A peek at director Ron Shelton’s resume would make for a quick dismissal of him as a sports guy — Bull DurhamWhite Men Can’t Jump and Tin Cup. But there’s always been a fleck-sized undertone of racial differences in much of his work, something he explodes with surprising skill in the swiftly moving police drama Dark Blue.

It’s no accident that Dark Blue is close in spirit to L.A. Confidential. Story credit here goes to James Ellroy, who wrote the novel on which 1997’s L.A. Confidential was based. Like that film, Dark Blue has labyrinthine, head-spinning webs of departmental corruption and deceit. It also has a similarly seamy slow-burn energy, charged by its narrative and thematic tie-ins with the 1992 Los Angeles riots and a dynamite lead performance from Kurt Russell.

Russell plays Eldon Perry, a weathered L.A.P.D. sergeant who’s able to reconcile his good-old-boy corruption as long as he can sell its merits to everyone else.

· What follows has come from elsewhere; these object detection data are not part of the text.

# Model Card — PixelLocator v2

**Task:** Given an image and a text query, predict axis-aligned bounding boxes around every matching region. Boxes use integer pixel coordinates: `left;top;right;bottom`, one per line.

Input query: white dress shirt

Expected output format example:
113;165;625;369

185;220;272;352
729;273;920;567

Among the buyers are his new, green partner Bobby Keough (Scott Speedman) and their even dirtier supervisor Jack Van Meter (Brendan Gleeson, whose sneering is superb) for whom they do the legwork.

Perry’s mettle is tested by the brutal crime that opens the film — a robbery/homicide that claims the life of a police dispatcher. After he and Keough are put on the case, Perry discovers a connection to Van Meter. With a deputy chief (Ving Rhames) breathing down his neck, Perry must decide whether to pursue true justice or continue the cover-ups that have become second nature.

Dark Blue isn’t much of a mystery in that it’s explicit about Van Meter’s involvement mostly from the get-go. The question then becomes why Van Meter would assign his best cop to a case that would so easily expose him. In clumsier hands, that would never be resolved. But screenwriter David Ayer (Training Day) has such a great handle on all the characters that we see Van Meter’s manipulation of Perry has worked for years and he sees no reason it won’t now.

Dark Blue‘s greatest strength is in these characters, how impure their motives are and how smooth they are about their various plays for power. Ayer doesn’t flinch with terse dialogue and a handful of crackling confrontational scenes. The best involves Perry publicly chiding Keough in the stationhouse after he suggests Van Meter’s involvement. Russell plays it wisely, as a man who himself knows Van Meter’s involved, but makes a big production to shift guilt away from himself.

After a handful of throwaway performances, Russell gets this showcase role and runs with it. He effortlessly fuses together Perry’s cockiness, charm, bravado, rage and desperation. He’s a guy who plays hardball with everyone but himself, only because he knows he’ll probably strike out. Through it all, Russell allows us to connect with the character despite his reprehensible acts.

The movie is not without a few big stumbles. Its aggressively awful musical score, from the usually reliable Terence Blanchard, sounds at times like a bad remix of the Outback Steakhouse jingle. Plus, a major break allowing Perry to piece the puzzle together comes too easily and the love lives of four different characters overlap ridiculously. But its action climax is intense and exciting in all the right ways. And the resolution, though chatty, works on all levels of acting, theme and story.

Shelton, who already has proven himself as a master of the sports movie, has more cop movies on his docket, and if Dark Blue is any indicator, his new direction will prove just as fruitful.